Open borongyuan opened 6 months ago
It is sure it depends what the end goal is. From robotics point of view, one major issue with OctoMap is not really the update step, but that on loop closure detection (when the map's graph is optimized), we need to re-generate the whole OctoMap from scratch. I tried some TSDF approaches in the past (open_chisel that was originally created for Google Tango and cpu_tsdf), but get always stuck on this question: "How to update efficiently online the 3D reconstruction to match the new optimized graph after a loop closure?". Because of that question, these 3D reconstructions approaches are mostly used only offline with RTAB-Map (options available when doing File->Export Clouds...). If with OpenVDB the re-generation is fast (e.g., faster than OctoMap), that could be indeed useful to integrate. Note that if we would want only to use a 3D reconstruction in localization mode (knowing that we won't update the global map), that may be indeed useful for 3D route planning indoor (e.g., for drone). Approaches derived from Elastic Fusion may have some answers to question above, it had some results for deforming a TSDF after loop closure detection, but not sure if it scales well (and it requires quite good computer/GPU to run).

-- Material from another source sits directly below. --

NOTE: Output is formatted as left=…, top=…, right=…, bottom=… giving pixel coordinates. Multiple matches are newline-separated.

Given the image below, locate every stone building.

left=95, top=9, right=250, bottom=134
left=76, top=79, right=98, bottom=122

Thanks for the link to STVL, very interesting to get a speed boost on the default costmap voxel layer.
For example, returning to a visited location from the opposite direction has always been a problem for appearance-based loop closure detection.
Yes, it is. New approaches like SuperGlue can match two images looking at same thing but from very different point of views. However, it could be interesting to also see some photo-realistic 3D reconstruction in which we could simulate an image (combination of multiple images of the area taken from different point of views than the current position of the robot) to compare with actual point of view of the robot. NERF volumes can be very realistic, assuming the robot knows where it is in the environment, it could localize by generating an image from the model at that position. While I see great potential for robot localization, I don't see yet how to use NERF online in SLAM mode.
How to update efficiently online the 3D reconstruction to match the new optimized graph after a loop closure?
This is also something I have been thinking about. OpenVDB is often used for simulating and rendering sparse volumetric data such as water, fire, smoke and clouds. So it can certainly be used for fast re-generation. But VDBFusion can't do it yet. Its current API only allows adding data. But I am not familiar enough with OpenVDB yet, so integrating VDBFusion first is a good starting point. We’ll see how to improve it later. What I know about OpenVDB is that it is suitable for processing data that is globally sparse and locally dense. It happens that SLAM data has such characteristics.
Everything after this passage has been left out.